Proof of the importance of dopamine activity in mothers’ brains was shown in dopamine transporter knockout mice which exhibited impaired maternal behavior [217,218]. Like oxytocin, dopamine release is also elevated in the PVN, SON, MPOA, SN, septum and olfactory bulb in rats and sheep [26,170]. Unlike oxytocin, where receptor distribution is primarily important, levels of dopamine in the NA equate with quality of maternal behavior . Lesioning the VTA, using 6-hydroxydopamine to selectively destroy monoamine cells, also blocks maternal behavior  indicating that as a potentially important source of dopamine in mothers’ performance. Evidence indicates that extensive interaction between oxytocin and dopamine plays a role.

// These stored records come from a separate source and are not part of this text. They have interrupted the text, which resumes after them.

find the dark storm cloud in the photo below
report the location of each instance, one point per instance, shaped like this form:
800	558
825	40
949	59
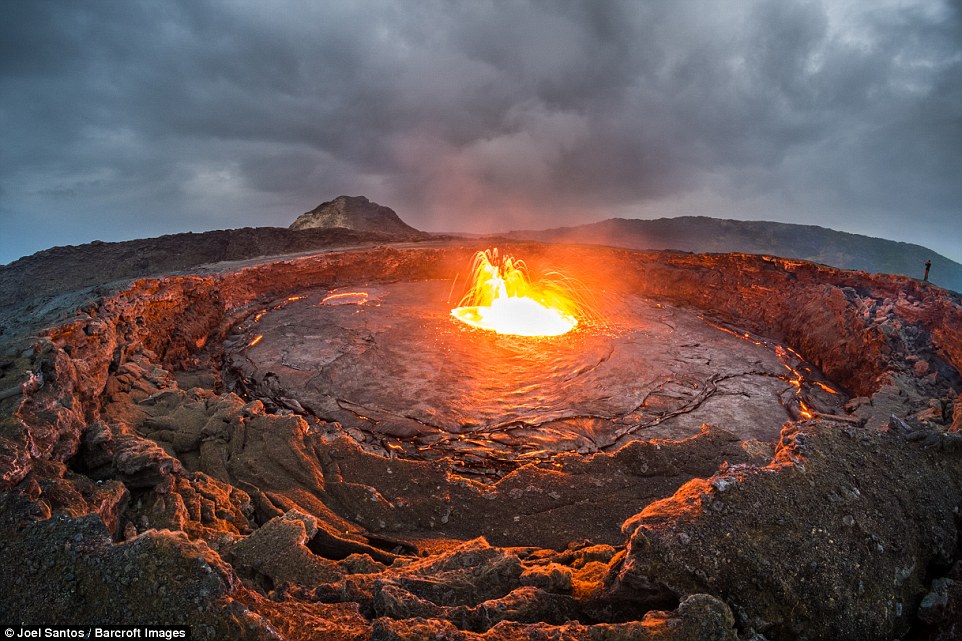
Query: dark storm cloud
125	119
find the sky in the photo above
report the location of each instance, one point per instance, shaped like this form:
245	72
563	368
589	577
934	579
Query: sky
128	119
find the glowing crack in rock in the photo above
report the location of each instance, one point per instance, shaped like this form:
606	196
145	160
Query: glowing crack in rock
501	298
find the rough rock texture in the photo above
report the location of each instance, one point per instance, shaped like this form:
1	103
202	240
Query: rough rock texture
137	488
354	212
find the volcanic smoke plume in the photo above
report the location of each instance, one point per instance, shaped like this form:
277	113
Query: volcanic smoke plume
364	444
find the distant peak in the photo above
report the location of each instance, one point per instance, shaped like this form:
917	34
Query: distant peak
353	212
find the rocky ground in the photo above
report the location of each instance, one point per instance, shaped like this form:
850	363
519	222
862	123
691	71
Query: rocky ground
139	487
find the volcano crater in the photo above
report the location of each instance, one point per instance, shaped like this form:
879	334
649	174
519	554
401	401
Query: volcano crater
747	441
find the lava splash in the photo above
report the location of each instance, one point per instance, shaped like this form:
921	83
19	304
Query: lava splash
502	298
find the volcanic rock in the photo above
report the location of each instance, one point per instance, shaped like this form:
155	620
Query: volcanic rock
132	495
354	212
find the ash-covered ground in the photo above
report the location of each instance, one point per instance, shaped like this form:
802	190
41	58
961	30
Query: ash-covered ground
747	447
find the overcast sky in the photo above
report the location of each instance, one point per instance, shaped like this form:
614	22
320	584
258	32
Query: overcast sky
125	119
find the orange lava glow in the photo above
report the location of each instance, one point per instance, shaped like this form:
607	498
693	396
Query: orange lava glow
345	298
501	298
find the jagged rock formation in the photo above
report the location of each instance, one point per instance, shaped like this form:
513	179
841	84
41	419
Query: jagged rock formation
354	212
137	488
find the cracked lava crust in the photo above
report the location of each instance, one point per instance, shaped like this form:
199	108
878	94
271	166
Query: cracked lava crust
311	447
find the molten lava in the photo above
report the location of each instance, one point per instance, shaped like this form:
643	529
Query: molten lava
501	298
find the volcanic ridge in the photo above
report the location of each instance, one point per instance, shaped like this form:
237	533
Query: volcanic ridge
308	446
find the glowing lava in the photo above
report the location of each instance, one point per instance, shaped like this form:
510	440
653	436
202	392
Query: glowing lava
502	299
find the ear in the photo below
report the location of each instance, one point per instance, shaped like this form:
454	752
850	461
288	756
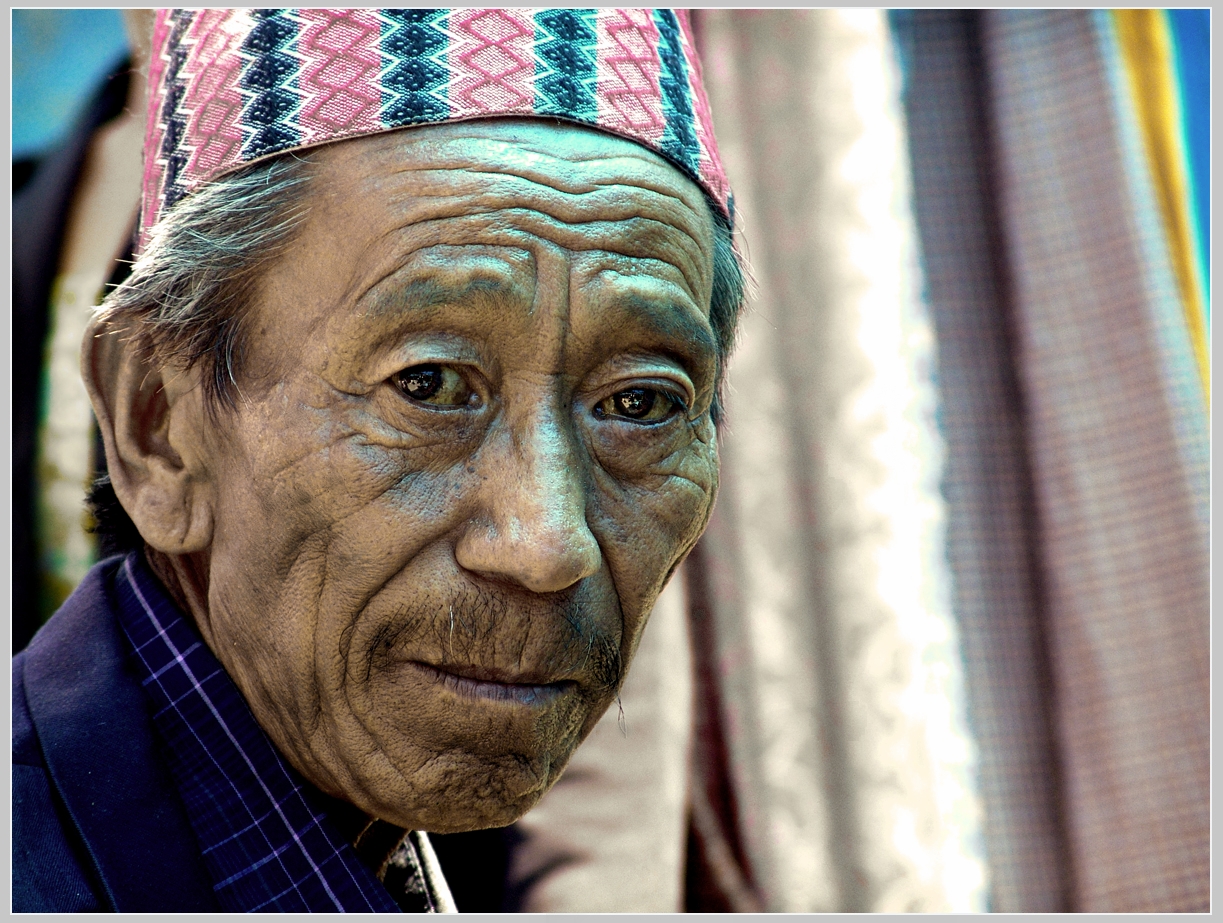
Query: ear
154	428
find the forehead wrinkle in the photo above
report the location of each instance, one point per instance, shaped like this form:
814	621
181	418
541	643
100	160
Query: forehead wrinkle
613	197
636	239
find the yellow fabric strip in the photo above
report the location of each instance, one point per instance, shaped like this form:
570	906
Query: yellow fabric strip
1145	39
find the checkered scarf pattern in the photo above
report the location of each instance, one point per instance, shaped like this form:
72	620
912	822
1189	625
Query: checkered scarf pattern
267	842
230	87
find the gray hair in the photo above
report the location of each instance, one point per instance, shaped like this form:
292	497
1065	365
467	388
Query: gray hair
186	298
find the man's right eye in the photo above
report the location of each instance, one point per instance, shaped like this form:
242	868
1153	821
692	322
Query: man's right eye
437	385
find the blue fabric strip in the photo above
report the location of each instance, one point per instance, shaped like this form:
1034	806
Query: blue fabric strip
566	67
415	83
272	80
679	141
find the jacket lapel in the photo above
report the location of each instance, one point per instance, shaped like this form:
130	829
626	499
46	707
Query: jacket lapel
97	736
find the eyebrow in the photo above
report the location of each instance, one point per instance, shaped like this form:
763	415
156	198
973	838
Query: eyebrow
388	298
672	323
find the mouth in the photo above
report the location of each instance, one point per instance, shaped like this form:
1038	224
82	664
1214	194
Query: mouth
492	685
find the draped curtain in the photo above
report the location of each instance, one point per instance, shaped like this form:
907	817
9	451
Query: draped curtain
1058	407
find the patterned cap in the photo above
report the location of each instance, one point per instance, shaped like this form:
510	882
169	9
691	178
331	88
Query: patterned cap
230	87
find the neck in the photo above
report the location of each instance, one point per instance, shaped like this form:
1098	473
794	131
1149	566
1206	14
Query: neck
186	578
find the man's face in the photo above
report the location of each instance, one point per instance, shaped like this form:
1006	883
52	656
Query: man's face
471	445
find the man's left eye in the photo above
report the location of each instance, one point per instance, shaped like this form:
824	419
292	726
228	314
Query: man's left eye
641	405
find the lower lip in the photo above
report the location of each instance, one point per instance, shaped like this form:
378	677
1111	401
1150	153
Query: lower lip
521	693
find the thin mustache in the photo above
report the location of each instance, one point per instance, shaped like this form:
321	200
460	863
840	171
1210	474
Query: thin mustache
470	620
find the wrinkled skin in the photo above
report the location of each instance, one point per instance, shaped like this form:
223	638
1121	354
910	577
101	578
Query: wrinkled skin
428	597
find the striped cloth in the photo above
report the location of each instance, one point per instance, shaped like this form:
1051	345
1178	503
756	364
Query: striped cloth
263	830
230	87
1078	460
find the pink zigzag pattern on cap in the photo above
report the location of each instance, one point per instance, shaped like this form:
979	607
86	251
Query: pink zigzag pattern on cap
629	95
154	132
212	103
340	72
339	76
492	62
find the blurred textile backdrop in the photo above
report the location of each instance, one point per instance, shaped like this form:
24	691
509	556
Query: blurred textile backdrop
947	637
1054	182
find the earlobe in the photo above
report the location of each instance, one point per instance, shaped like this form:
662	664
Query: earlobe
151	418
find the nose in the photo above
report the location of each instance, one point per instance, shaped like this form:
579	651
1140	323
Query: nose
532	527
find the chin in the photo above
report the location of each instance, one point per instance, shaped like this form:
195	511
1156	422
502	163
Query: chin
477	796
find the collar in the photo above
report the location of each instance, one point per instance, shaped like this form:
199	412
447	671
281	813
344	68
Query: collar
264	831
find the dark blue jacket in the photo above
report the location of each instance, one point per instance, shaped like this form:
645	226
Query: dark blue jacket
97	823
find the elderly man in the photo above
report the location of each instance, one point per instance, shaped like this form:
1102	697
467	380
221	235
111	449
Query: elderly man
411	400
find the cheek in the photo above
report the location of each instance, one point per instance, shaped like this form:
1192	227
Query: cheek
647	523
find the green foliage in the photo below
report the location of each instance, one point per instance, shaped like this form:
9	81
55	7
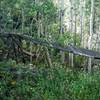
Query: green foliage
48	84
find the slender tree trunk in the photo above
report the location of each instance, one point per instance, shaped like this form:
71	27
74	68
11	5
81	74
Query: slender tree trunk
71	30
62	28
90	36
81	22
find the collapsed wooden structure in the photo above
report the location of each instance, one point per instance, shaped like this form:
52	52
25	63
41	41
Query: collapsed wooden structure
11	37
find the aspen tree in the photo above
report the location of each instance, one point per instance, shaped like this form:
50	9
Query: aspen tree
90	35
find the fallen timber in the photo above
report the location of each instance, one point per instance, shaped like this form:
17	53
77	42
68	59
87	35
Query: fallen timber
69	48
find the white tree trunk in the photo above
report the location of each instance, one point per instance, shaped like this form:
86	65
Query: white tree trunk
90	36
62	28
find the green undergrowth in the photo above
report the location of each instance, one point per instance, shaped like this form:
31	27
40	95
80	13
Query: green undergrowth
56	83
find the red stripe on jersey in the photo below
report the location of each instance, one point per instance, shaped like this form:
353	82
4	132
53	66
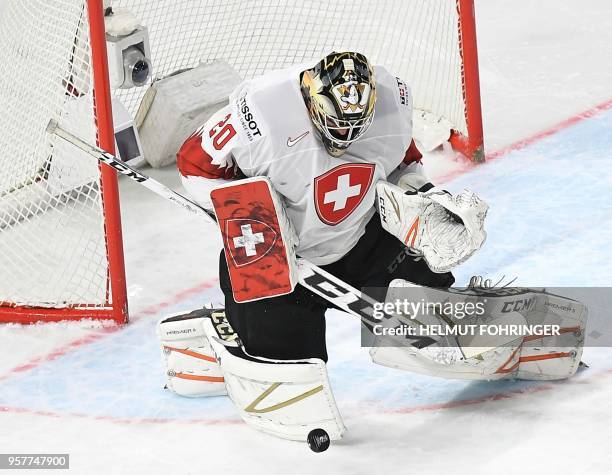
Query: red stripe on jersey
412	154
192	160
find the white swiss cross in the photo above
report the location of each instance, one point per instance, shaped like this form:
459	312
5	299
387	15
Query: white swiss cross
342	193
248	240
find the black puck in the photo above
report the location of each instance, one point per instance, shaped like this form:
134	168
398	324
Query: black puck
318	440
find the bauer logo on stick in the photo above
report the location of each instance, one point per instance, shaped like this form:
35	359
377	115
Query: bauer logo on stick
339	191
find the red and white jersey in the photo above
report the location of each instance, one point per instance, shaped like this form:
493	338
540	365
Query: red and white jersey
266	131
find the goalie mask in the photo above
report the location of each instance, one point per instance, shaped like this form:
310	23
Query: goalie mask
340	94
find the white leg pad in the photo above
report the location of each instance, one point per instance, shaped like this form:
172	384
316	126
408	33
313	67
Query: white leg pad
192	369
287	399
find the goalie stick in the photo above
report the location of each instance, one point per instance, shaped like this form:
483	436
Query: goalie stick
322	283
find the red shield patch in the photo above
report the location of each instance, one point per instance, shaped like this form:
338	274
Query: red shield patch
248	240
340	190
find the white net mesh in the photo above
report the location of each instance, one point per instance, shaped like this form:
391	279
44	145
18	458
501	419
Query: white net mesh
417	40
52	245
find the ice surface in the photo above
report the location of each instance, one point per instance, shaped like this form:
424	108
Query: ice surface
97	392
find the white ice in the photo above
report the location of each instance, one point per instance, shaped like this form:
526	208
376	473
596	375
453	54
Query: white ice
97	394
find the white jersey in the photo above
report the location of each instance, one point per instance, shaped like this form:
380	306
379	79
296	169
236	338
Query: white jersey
266	131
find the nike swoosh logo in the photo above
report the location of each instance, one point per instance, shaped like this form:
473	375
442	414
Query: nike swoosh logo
291	142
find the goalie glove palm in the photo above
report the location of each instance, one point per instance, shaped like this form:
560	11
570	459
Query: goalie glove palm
445	229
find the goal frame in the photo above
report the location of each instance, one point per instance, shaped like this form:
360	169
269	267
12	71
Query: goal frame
115	308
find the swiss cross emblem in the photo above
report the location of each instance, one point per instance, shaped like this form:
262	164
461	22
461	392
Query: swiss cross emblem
340	190
248	240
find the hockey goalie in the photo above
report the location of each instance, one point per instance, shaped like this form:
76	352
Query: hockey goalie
317	161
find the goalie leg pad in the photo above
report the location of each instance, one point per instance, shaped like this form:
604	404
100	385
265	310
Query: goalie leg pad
192	369
287	399
258	239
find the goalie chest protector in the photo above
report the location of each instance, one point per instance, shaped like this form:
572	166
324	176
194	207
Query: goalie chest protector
257	239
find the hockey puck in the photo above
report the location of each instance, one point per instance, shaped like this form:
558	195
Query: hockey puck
318	440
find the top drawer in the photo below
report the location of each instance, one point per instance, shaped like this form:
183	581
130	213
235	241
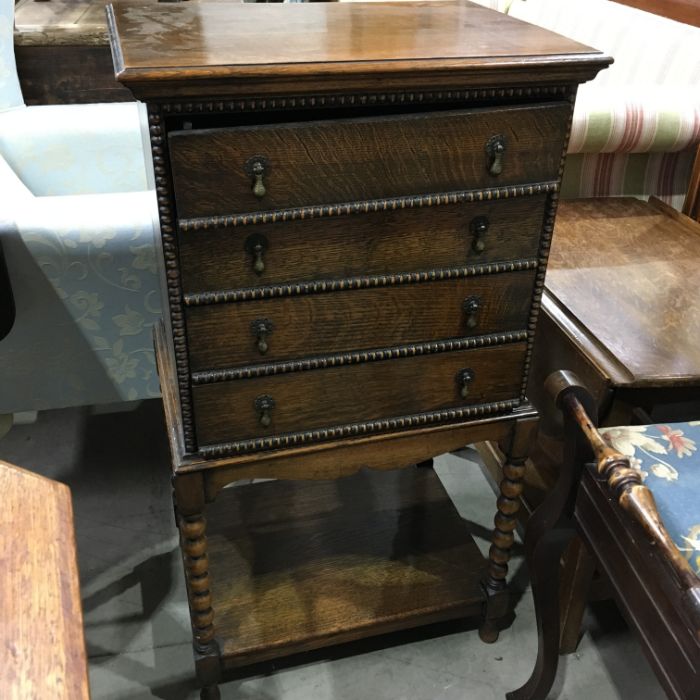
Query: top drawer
252	168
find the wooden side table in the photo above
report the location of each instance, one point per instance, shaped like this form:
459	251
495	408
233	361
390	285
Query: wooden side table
621	310
42	647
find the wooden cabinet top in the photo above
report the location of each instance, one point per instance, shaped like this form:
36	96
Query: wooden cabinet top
288	47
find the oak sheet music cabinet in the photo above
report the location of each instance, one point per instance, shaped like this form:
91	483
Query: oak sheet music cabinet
356	204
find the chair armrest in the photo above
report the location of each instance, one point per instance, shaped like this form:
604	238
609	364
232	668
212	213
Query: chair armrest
77	149
622	481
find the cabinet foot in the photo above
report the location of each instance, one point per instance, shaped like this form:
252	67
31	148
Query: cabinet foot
210	692
488	632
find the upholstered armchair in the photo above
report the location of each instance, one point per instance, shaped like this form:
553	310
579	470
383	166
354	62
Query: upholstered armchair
77	226
636	127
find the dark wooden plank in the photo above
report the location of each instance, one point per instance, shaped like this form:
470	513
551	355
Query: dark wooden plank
311	42
297	566
648	261
225	411
42	648
228	335
344	160
403	240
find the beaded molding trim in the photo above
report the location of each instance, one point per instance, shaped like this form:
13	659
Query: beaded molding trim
159	153
366	207
227	296
350	358
543	253
359	100
356	429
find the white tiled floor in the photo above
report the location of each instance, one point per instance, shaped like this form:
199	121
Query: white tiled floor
136	621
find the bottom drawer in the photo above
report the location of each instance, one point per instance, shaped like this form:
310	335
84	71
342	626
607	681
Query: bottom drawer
309	400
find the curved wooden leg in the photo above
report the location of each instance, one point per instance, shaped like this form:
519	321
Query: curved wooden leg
545	546
577	571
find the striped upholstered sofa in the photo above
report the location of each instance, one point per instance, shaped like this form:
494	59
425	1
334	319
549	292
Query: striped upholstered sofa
637	125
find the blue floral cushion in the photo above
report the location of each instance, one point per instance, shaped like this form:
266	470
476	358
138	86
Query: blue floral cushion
667	457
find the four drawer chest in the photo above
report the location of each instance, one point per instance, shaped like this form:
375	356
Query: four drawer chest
356	204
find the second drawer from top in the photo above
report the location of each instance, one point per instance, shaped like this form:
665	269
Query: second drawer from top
376	243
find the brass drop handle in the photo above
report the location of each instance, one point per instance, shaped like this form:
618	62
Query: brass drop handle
464	379
264	405
262	328
258	167
471	306
495	149
256	245
479	227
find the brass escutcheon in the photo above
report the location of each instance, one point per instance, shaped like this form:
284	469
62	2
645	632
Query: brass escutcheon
256	245
264	405
495	149
479	226
258	167
464	378
471	306
261	329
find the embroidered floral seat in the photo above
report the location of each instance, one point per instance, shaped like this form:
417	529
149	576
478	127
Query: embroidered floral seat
631	495
667	457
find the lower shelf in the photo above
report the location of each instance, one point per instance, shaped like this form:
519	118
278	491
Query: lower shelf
297	566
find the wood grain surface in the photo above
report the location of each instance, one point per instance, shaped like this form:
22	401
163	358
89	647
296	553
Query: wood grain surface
296	566
42	649
221	335
225	411
345	160
152	42
404	240
627	273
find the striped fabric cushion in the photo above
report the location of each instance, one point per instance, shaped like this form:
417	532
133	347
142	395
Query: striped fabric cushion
649	99
665	175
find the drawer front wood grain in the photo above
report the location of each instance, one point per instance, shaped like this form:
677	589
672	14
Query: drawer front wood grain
346	160
226	411
404	240
268	330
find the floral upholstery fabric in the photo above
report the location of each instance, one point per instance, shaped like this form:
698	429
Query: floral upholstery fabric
668	459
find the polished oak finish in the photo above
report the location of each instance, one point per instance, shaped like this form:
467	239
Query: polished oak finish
355	228
620	311
228	335
385	242
648	261
42	648
386	549
160	50
343	160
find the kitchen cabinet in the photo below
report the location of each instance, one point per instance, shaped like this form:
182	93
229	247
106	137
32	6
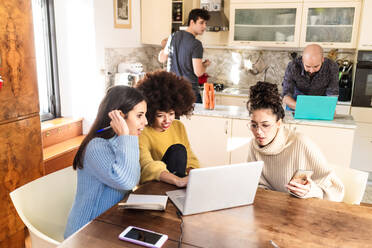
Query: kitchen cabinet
158	19
335	143
362	152
365	35
332	24
208	138
265	24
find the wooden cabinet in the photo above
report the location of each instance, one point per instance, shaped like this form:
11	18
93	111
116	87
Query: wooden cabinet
208	138
265	24
336	144
365	35
332	24
241	135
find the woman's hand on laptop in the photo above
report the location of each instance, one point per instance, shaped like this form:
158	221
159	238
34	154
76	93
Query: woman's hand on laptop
170	178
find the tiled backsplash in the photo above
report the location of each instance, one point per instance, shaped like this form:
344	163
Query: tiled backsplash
227	64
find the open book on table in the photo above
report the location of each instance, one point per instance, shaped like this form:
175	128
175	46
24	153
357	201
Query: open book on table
146	202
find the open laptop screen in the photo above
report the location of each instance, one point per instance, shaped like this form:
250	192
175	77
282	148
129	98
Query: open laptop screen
315	107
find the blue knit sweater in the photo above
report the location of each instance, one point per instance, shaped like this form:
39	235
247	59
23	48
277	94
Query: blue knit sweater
111	168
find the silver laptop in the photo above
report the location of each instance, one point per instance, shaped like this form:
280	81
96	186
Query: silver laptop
219	187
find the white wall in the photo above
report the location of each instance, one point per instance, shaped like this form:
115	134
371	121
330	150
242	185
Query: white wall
107	36
84	28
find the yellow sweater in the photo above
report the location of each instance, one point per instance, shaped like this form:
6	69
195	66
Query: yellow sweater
153	145
288	152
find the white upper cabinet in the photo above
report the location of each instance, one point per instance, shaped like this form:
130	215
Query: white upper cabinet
291	23
265	24
365	34
332	24
156	21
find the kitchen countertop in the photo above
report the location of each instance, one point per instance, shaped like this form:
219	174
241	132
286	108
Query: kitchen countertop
236	112
236	92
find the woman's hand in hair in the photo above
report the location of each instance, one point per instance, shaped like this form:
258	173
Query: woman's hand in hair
118	123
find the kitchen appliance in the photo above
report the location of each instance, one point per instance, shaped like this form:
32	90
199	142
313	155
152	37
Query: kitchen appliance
217	21
129	74
345	80
362	95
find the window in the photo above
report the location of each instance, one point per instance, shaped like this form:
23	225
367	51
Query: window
46	58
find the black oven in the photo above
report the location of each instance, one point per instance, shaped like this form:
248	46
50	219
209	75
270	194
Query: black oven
362	96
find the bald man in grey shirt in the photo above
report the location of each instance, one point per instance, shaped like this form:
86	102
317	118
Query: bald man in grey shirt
311	74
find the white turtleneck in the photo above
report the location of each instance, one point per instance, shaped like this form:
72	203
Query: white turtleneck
288	152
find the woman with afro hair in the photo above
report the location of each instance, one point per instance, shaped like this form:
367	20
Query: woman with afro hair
285	151
165	152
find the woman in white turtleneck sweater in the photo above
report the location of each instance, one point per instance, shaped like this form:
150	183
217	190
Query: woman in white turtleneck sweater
285	151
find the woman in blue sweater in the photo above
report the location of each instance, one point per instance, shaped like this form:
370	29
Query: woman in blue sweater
107	161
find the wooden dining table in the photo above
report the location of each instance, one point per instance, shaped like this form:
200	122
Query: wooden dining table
275	219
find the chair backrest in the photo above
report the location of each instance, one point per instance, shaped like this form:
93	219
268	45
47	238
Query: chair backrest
355	182
44	205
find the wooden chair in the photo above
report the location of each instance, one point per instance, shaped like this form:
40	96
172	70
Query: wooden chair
355	182
44	205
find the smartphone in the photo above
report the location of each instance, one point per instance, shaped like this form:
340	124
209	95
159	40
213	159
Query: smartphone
143	237
301	176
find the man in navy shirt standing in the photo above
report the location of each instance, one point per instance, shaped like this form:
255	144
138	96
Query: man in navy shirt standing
185	53
311	74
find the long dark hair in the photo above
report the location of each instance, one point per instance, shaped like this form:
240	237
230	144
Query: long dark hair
265	95
119	97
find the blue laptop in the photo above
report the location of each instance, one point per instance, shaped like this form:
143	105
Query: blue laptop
315	107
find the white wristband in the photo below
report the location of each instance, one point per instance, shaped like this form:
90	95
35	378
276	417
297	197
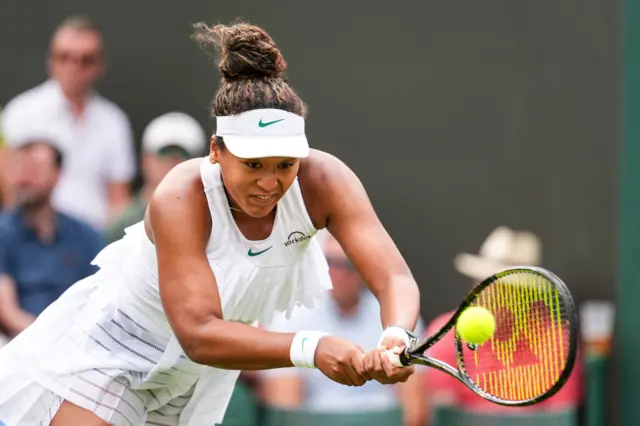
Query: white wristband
395	331
303	348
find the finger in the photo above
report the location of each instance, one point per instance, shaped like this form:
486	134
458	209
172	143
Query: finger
367	366
389	368
379	369
394	358
355	379
392	341
397	374
361	375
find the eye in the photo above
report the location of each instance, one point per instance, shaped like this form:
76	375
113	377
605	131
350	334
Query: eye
253	164
286	165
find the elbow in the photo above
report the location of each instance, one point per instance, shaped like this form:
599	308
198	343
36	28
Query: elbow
199	343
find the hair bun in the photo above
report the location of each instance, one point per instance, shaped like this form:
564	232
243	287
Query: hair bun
246	51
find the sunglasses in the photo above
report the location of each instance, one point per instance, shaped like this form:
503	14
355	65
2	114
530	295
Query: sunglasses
85	60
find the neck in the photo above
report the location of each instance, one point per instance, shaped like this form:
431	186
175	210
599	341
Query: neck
42	219
347	310
77	100
77	105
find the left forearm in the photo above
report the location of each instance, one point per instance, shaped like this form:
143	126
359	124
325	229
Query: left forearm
400	302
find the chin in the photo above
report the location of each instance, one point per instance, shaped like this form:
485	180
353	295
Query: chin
259	213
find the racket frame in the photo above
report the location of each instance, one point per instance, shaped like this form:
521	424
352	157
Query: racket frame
414	354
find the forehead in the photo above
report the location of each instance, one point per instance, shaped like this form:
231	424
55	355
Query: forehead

Oxytocin modifies targets directly and/or presynaptically, at least partly via monoamines, including dopamine, and GABA , so could potentially gate dopamine effects. At birth oxytocin receptor increases in many classical dopamine target regions, including NA, olfactory bulb, and prefrontal cortex, increasing the potential for oxytocin regulation of the dopamine release at onset of maternal behavior . However, oxytocin receptor expression evidently decreases in the SN, showing that control of the nigrostriatal dopamine neurones and their emanating pathway(s) is differentially altered from other dopamine sources. Oxytocin released after birth or vagino-cervical stimulation modulates dopamine activity in the NA, VTA and SN, and dopamine reciprocates with action within the PVN . It has been proposed that oxytocin action on dopamine neurone activity in the SN promotes immobility to facilitate offspring suckling, but the coregulation is also associated with behavioral drive as well as feelings of reward associated with the neonate . How this equates with decreased oxytocin receptor in the SN is unknown, but may indicate a shift in oxytocin control from one mediator to another within the SN. Interestingly, mothers showing better maternal behavior (high licking and grooming) have increased oxytocinergic projections to the VTA and more dopamine release within the NA, powerfully revealing the importance of the oxytocin–dopamine interaction located in the mesolimbic pathway . So there are similarities between maternal bonding and adult bonding in the neurochemical oxytocin–dopamine interaction but corresponding experiments have not all been performed to clearly compare them or to match to our framework. Interestingly, recognition of the mother by the offspring (rat pups) also involves monoamines , and others have speculated that oxytocin action in the offspring brain might parallel that of the mother .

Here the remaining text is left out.